The court acquitted Kepiro for lack of evidence. The legal ruling and verdict dismayed victims’ associations and Jewish organizations. The court rejected the use of evidence and documents from the trials of 1944 and 1946, saying that under Hungarian law, no one should be condemned twice for the same crime. As Kepiro avoided serving his sentence thanks to the Nazi invasion, this position is deeply reactionary; it amounts to accepting Nazi and Arrow Cross forces, then engaged in the genocide of the Jews, as legitimate authorities on issues of war crimes.

The court even classified the testimony of a surviving witness as not credible. An old lady testified that she had seen Kepiro beating a child with a rifle. Judge Varga explained that at the time, the police in Novi Sad carried pistols, and so her statement was not credible.

Jobbik celebrated the acquittal as a “victory”, and the ruling right-wing nationalist Civic Union (Fidesz) also reacted favourably to the verdict. Leading Fidesz members were somewhat reticent in their comments, but it is no secret that the ruling party has hardly any differences on such issues with Jobbik.

The best example is Zsolt Bayer, a notorious racist and anti-Semite, who in January was awarded the Madach Prize for his cultural contributions by a Fidesz committee. A British critic of Hungary’s repressive media laws was described by Bayer in the pro-Fidesz paper Magyar Hirlap as “stinking excrement”, and he expressed his regret that people like that were not buried in the forest of Orgovany. In this Hungarian village after the First World War, there had been a massacre where hundreds of supporters of the short-lived Soviet Republic, among them many Jews, were killed.

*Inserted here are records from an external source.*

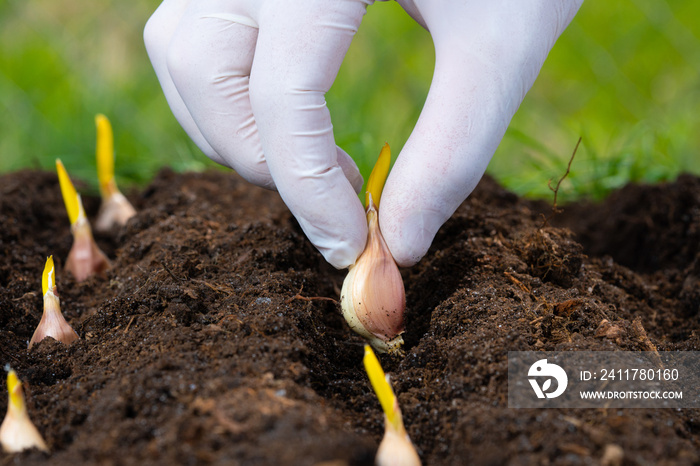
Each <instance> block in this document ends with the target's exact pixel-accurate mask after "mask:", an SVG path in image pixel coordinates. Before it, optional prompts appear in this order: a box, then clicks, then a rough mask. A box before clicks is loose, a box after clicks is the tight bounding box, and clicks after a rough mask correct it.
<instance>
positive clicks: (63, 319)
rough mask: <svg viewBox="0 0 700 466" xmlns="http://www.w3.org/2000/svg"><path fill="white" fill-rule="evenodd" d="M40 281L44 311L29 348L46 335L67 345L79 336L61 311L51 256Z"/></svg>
mask: <svg viewBox="0 0 700 466" xmlns="http://www.w3.org/2000/svg"><path fill="white" fill-rule="evenodd" d="M41 282H42V291H43V293H44V313H43V314H42V316H41V321H40V322H39V325H38V326H37V328H36V330H34V335H32V339H31V340H30V341H29V348H30V349H31V347H32V346H34V345H35V344H36V343H39V342H40V341H41V340H43V339H44V338H46V337H51V338H53V339H54V340H56V341H60V342H61V343H65V344H66V345H69V344H71V343H73V342H74V341H75V340H77V339H78V338H79V337H78V334H77V333H75V330H73V327H71V326H70V324H69V323H68V322H66V319H65V318H64V317H63V313H61V302H60V300H59V299H58V295H57V294H56V274H55V269H54V264H53V256H50V257H49V258H48V259H47V260H46V266H45V267H44V274H43V276H42V279H41Z"/></svg>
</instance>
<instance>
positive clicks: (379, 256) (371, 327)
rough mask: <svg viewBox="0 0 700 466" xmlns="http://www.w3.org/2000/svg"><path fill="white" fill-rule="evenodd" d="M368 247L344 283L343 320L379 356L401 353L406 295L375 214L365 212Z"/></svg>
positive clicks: (404, 290) (368, 209)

Since taking over the government last year, Orban has ensured that all the important posts in the administration and justice department have been filled with those close to Fidesz.

This most probably influenced the verdict in the Kepiro trial, as Rudolf Gruber from RP Online established in one of the few critical comments. “The verdict is politically explosive”, he wrote. “Since he took power in May 2010, the nationalist and conservative Prime Minister Viktor Orban has placed all state organs under his purview, including the judiciary.”

The acquittal of Kepiro and the rise of the far right in Hungary speak volumes on the “revolution” of 1989. The fall of the Stalinist dictatorship was celebrated as a “democratic revolution” and the beginning of prosperity and freedom. However, the people did not gain freedom and democracy, but capitalism and exploitation. Two decades later, Hungarian society is deeply divided, and the right-wing spectres of the past are returning with a vengeance.